Whenever a thought of any kind arises in your head, just acknowledge it: "Oh, there's a thought, ok, that was a thought, now, back to breathing" and go back to breathing. Don't fight these thoughts arising, don't struggle to sit perfectly, don't struggle to make anything happen. The first task is simply to learn how to be right where you are and how to focus the mind on one task, in this case sitting and breathing. The incredible benefit of this, as you'll see if you do just this one simple thing, is that you learn that you can have thoughts without acting on them. For example, you can think "i'm hating this meditation" without standing up and stopping. Later, you can explore more.
posted by jardinier at 8:20 PM on February 8, 2011 [1 favorite]

I used to meditate on a word, over and over and over again. I didn't get much out of it though I persistently kept trying on and off for years. Finally I read this site about Vispassna meditation.
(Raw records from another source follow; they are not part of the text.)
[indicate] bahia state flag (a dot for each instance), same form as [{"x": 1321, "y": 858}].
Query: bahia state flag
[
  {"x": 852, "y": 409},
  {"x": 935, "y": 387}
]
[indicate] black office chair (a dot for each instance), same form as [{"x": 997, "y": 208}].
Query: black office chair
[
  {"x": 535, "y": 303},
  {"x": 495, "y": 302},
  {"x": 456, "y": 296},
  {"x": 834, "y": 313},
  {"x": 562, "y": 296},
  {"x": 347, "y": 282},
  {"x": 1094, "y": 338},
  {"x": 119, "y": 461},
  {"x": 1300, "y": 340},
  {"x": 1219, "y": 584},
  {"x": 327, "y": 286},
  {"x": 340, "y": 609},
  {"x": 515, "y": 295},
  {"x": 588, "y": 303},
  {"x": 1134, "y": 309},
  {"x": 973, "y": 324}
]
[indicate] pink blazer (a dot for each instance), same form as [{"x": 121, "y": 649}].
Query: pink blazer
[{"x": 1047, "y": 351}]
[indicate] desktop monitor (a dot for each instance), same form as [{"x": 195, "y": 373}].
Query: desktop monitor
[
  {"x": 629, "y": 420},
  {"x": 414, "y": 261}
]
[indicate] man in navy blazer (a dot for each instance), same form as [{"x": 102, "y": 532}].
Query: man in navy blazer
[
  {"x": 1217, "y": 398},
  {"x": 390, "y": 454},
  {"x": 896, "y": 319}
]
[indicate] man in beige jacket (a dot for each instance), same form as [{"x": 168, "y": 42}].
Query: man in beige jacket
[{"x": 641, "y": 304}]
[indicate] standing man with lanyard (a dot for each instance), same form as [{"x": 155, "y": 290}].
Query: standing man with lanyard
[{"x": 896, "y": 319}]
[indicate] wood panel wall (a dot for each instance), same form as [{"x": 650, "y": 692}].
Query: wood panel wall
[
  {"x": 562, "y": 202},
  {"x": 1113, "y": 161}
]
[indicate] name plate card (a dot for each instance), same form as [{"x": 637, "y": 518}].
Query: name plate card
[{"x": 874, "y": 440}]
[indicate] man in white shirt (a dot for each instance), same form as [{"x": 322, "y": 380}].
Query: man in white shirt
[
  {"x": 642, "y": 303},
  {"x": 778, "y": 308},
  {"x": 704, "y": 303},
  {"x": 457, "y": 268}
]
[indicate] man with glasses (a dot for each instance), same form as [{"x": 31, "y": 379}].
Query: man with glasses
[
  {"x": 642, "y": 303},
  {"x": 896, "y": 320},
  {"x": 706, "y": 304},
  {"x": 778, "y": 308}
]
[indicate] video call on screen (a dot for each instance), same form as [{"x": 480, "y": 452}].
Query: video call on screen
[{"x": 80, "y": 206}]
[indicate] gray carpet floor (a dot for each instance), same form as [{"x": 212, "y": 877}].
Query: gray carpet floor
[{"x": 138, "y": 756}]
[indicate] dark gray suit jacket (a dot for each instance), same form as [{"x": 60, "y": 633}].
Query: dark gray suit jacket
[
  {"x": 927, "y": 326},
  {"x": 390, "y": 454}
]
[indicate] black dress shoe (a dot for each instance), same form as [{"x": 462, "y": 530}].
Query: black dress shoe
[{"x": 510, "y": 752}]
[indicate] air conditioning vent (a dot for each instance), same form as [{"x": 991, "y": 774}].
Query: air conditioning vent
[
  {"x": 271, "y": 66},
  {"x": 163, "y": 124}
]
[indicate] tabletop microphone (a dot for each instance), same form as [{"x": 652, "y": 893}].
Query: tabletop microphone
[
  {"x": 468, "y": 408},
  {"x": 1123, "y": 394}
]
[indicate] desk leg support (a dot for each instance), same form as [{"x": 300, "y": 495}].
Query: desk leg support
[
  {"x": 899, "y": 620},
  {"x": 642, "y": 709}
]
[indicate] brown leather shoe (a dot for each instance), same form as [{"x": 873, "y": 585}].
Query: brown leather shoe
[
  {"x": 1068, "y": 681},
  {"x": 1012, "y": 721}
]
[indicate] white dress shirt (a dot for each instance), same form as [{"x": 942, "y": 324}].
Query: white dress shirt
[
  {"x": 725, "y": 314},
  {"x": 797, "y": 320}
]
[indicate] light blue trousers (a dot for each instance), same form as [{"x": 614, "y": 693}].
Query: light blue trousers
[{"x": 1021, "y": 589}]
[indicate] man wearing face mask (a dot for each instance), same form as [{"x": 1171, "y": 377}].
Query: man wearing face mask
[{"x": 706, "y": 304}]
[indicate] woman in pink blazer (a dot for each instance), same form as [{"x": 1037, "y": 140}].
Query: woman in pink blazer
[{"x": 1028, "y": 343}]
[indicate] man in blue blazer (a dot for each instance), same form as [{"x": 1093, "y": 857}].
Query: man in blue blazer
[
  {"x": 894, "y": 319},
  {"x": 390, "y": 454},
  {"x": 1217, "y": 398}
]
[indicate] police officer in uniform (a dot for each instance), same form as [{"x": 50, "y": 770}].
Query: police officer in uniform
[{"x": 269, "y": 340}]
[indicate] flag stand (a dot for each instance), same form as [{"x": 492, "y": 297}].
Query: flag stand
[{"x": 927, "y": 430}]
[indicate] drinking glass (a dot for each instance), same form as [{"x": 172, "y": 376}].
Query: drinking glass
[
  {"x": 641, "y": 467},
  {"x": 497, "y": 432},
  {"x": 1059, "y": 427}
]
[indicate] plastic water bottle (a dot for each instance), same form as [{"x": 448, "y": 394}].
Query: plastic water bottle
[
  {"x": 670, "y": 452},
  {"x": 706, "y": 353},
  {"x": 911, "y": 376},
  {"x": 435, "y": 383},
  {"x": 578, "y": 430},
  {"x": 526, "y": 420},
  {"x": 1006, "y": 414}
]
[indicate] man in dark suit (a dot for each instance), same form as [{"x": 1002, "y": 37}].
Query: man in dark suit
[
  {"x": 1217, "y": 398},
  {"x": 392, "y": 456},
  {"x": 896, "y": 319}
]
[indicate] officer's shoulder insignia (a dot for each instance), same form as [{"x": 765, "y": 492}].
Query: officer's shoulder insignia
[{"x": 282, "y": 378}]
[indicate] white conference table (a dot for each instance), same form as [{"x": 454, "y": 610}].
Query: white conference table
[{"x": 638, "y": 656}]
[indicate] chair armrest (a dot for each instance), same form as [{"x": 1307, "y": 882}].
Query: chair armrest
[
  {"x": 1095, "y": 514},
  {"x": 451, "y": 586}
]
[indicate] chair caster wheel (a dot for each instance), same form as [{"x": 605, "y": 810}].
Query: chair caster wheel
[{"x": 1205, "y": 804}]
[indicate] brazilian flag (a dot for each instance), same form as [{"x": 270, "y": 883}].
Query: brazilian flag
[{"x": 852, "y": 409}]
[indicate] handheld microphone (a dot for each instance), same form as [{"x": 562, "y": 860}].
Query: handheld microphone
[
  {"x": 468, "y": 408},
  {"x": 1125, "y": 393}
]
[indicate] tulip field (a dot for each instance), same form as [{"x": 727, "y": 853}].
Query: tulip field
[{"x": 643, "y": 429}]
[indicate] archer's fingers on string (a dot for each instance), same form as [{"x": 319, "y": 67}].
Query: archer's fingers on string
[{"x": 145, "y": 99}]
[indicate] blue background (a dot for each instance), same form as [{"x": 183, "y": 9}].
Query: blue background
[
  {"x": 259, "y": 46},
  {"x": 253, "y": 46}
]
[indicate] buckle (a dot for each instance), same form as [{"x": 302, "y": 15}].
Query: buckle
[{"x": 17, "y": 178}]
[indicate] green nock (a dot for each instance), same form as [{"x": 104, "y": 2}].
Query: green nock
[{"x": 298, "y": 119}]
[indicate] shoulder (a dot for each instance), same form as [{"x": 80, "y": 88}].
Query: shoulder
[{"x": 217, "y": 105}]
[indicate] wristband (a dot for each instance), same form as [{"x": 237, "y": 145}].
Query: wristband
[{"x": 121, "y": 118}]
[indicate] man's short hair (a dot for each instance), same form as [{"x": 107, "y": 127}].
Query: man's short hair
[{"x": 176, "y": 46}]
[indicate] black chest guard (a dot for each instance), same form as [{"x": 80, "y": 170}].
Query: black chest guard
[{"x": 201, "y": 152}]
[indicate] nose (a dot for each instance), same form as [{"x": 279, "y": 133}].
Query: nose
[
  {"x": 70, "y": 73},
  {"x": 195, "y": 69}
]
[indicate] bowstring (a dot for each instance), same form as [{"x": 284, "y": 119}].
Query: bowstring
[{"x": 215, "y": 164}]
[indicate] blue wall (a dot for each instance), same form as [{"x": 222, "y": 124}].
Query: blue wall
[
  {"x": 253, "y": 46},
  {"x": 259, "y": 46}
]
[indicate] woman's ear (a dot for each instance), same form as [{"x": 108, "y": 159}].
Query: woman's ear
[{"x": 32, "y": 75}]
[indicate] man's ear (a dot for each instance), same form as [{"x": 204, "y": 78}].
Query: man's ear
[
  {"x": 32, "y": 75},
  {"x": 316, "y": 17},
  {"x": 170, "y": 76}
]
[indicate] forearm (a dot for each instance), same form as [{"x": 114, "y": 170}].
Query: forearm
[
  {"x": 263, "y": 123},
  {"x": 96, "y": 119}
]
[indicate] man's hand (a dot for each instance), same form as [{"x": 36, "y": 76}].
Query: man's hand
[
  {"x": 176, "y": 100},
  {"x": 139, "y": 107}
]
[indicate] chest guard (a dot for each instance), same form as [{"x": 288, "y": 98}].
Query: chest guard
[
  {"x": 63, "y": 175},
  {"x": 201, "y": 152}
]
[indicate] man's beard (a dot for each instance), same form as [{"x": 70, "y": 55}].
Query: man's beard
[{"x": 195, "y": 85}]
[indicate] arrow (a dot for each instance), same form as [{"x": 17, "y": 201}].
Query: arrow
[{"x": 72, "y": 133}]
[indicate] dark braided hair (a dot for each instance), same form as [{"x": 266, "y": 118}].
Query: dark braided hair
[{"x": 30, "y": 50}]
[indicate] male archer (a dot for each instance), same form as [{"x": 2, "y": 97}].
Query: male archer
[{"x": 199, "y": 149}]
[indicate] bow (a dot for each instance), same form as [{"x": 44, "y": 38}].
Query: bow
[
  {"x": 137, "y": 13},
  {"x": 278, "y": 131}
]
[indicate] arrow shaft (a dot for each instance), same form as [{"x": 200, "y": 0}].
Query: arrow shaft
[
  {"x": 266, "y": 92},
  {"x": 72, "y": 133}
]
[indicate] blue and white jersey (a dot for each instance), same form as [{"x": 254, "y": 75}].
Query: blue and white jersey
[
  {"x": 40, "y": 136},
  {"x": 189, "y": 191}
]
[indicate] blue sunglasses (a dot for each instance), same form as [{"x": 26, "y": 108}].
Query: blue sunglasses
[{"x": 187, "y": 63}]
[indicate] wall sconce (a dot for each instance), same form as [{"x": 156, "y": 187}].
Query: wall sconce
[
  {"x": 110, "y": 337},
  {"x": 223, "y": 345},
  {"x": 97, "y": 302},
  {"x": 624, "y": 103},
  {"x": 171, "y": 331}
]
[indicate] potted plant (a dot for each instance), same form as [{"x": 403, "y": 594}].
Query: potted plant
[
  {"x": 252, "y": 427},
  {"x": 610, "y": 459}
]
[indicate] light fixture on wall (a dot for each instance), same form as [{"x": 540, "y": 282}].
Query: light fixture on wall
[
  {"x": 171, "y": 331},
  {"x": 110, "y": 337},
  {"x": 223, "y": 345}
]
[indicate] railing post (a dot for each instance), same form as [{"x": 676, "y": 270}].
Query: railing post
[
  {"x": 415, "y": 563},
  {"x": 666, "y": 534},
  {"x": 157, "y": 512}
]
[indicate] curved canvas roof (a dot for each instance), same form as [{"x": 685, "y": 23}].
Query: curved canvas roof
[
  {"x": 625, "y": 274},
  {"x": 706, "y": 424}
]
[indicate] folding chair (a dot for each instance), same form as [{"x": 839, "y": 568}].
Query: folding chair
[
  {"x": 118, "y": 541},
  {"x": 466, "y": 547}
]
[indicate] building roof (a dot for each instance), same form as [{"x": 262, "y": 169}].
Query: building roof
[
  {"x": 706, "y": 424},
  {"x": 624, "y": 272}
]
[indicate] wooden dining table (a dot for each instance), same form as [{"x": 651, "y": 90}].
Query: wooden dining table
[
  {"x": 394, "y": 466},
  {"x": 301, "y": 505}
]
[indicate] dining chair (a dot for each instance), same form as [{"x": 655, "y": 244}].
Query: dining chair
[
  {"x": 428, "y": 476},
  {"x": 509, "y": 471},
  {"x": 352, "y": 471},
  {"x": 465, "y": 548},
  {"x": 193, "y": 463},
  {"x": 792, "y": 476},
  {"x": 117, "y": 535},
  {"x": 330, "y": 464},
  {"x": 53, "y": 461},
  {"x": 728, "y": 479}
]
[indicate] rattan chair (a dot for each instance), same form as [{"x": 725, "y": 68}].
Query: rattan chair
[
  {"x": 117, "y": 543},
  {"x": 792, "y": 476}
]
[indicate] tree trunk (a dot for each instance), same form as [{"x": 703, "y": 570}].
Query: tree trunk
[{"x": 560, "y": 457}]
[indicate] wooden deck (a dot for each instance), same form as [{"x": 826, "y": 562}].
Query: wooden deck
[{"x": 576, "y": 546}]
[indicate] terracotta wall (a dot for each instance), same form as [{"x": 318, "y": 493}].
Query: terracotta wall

It's like a manual about the subject, written in plain English.
What I think I am doing now is a form of concentration, but instead of concentrating on the thought of the moment, I'm concentrating on my breathing and being in the moment. It's relaxing, energizing and gives a kind of global awareness...better not to typify it too much. The website explains it all well enough. Eventually during the meditation, the thoughts fall away and one becomes more and more just being in the moment. At least that's the ideal. Thoughts still come and go but eventually they just stop being so persistently dominant in the awareness. It's important to understand the basic pattern of how to sit, how to focus on the breathing as this becomes the foundation of the practice.
posted by diode at 9:01 PM on February 8, 2011

You ask whether anyone else has had this problem. Yes. Me. I can't do it either. I've tried several times, and revisited it when I was older. Can't do it. I can't concentrate, can't relax, can't switch off. I fuss, bother and itch. If I try to slow my breathing and visualise whatever I'm supposed to be visualising my brain just won't let me. It always cracks a joke or makes me think of something else.

I honestly believe some of us just don't have the necessary mental make-up for this. The things that relax me are working out, massage and drinking. Different strokes. One size does not fit all.